Le terme milonguera désigne une "employée de cabaret [...qui danse] avec les clients, [... se fait] inviter à leur table pour les pousser à la consommation. [...] D'où femme facile, de petite vertu, entraîneuse, cocotte, belle de nuit, ou tout simplement fille (au sens dépréciatif du terme)...". Dans le présent contexte, plusieurs de ces mots pourraient s'appliquer. J'ai préféré un terme marquant une certaine tendresse de l'auteur pour son personnage.

 

     Ricardo M. Llanes, l’auteur de ces paroles, est connu comme poète, qui, d’après le site Club de Tango, page Antología lunfarda, a commencé à publier des poèmes lunfardo en 1916, le premier de ceux-ci étant le sonnet El Malevo publié dans "Ultima hora". On note encore la parution, en 1925, des poèmes Por Gracia de Helicón et, en 1928, celle du recueil Felicidad (versos a mi hijo Rubén Amado y otros poemas).

     Cette page Antología lunfarda, qui reproduit le sonnet Consagración maleva, indique aussi que Ricardo M. Llanes fut surtout "un historien de la ville de Buenos Aires".

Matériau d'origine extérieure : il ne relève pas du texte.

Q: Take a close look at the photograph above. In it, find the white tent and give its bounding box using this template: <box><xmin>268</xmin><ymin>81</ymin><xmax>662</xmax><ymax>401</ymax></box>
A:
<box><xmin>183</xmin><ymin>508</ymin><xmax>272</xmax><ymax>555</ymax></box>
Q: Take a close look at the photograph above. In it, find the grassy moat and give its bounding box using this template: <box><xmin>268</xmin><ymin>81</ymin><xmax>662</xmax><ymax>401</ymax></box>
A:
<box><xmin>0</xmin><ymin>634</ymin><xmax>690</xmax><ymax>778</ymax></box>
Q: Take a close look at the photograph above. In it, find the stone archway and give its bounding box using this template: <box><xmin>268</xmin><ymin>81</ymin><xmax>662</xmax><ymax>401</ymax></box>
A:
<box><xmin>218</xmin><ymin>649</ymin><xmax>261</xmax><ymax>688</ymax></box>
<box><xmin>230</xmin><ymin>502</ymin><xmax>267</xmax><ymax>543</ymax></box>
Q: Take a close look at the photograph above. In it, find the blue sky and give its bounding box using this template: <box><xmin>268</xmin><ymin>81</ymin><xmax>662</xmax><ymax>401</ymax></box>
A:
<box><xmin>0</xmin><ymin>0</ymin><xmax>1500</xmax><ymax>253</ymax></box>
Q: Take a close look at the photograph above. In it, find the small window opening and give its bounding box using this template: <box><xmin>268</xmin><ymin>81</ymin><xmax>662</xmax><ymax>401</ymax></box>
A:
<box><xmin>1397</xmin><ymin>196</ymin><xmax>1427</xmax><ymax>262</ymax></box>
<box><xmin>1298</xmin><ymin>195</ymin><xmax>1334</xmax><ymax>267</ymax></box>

     Le Cancionero rioplatense (1880-1925), mentionnant qu’il existe pour la valse Orillas del Plata (1916) de Juan "Pacho" Maglio des paroles signées par Ricardo M. Llanes, indique qu’il fut chroniqueur de la ville de Buenos Aires (Note 1).

     Or le même site Club de Tango, dans la rubrique Efemérides Tangueras, mentionne un Ricardo M. Llanes né le 27 mai 1927, renseignement confirmé par d'autres sources : Terapia Tanguera et Tango Mapuche). Ce Ricardo M. Llanes ne peut être celui qui publiait des poèmes lunfardo en 1916 !

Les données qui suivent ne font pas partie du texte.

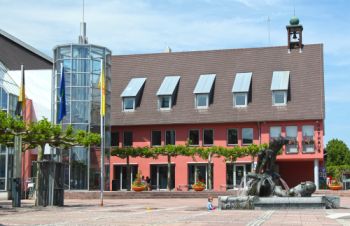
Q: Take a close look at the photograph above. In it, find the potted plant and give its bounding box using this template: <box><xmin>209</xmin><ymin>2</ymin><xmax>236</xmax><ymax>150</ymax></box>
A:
<box><xmin>303</xmin><ymin>136</ymin><xmax>315</xmax><ymax>152</ymax></box>
<box><xmin>132</xmin><ymin>171</ymin><xmax>146</xmax><ymax>191</ymax></box>
<box><xmin>192</xmin><ymin>180</ymin><xmax>205</xmax><ymax>191</ymax></box>
<box><xmin>328</xmin><ymin>180</ymin><xmax>343</xmax><ymax>190</ymax></box>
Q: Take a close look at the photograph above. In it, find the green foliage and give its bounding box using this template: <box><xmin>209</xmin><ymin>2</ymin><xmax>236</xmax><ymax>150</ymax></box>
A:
<box><xmin>326</xmin><ymin>139</ymin><xmax>350</xmax><ymax>168</ymax></box>
<box><xmin>327</xmin><ymin>165</ymin><xmax>350</xmax><ymax>181</ymax></box>
<box><xmin>111</xmin><ymin>144</ymin><xmax>267</xmax><ymax>161</ymax></box>
<box><xmin>0</xmin><ymin>111</ymin><xmax>25</xmax><ymax>147</ymax></box>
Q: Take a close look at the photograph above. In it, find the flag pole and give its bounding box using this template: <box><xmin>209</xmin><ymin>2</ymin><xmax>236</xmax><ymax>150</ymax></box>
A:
<box><xmin>100</xmin><ymin>59</ymin><xmax>105</xmax><ymax>206</ymax></box>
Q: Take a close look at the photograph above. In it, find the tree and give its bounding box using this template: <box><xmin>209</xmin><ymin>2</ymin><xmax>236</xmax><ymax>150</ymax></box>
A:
<box><xmin>0</xmin><ymin>112</ymin><xmax>100</xmax><ymax>205</ymax></box>
<box><xmin>326</xmin><ymin>139</ymin><xmax>350</xmax><ymax>182</ymax></box>
<box><xmin>326</xmin><ymin>139</ymin><xmax>350</xmax><ymax>167</ymax></box>
<box><xmin>23</xmin><ymin>118</ymin><xmax>100</xmax><ymax>206</ymax></box>
<box><xmin>111</xmin><ymin>147</ymin><xmax>154</xmax><ymax>191</ymax></box>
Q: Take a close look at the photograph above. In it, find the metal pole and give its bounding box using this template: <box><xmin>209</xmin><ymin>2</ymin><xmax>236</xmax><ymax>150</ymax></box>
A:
<box><xmin>100</xmin><ymin>59</ymin><xmax>105</xmax><ymax>206</ymax></box>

     Et si le poète auteur des paroles de Nueve de Julio et de Orillas del Plata est aussi l'historien de la Ville de Buenos Aires, qui est donc le Ricardo M. Llanes né le 27 mai 1927 ?

     Si l’on recherche des ouvrages traitant de l’histoire de Buenos Aires, avec comme nom d'auteur Ricardo M. Llanes, on trouve des titres dont les dates de parution vont jusqu'à 1998 (!), avec Antiguas Plazas de la Ciudad de Buenos Aires (Cuadernos De Buenos Aires). A moins qu'il ne s'agisse de rééditions d'ouvrages plus anciens, ce Ricardo M. Llanes pourrait bien être celui né le 27 mai 1927.

     Peut-être doit-on penser que nous avons à faire à un Ricardo M. Llanes né à la fin du 19ème siècle, poète et historien, et un autre Ricardo M. Llanes né le 27 mai 1927 lui aussi historien ?

     Notons qu'on trouve un Ricardo M. Llanes (décédé) comme membre de la Academia Porteña del Lunfardo, fondée en 1962. Celui-là pourrait bien être aussi le Ricardo M. Llanes né le 27 mai 1927.

 

     Il est certain que si nous connaissions les seconds prénoms des deux personnages, tous deux ayant l'initiale M. et qu'ils soient différents, cela permettrait d'y voir plus clair...

Nous sollicitons-nous ici l'avis des experts en la matière... (par la page Contact du site).

 

 

(Note 1) Le Cancionero rioplatense (1880-1925), pages 106-107 reproduit, pour Orillas del Plata, un autre texte, celui-là dû à Francisco Bianco (voir texte et traduction).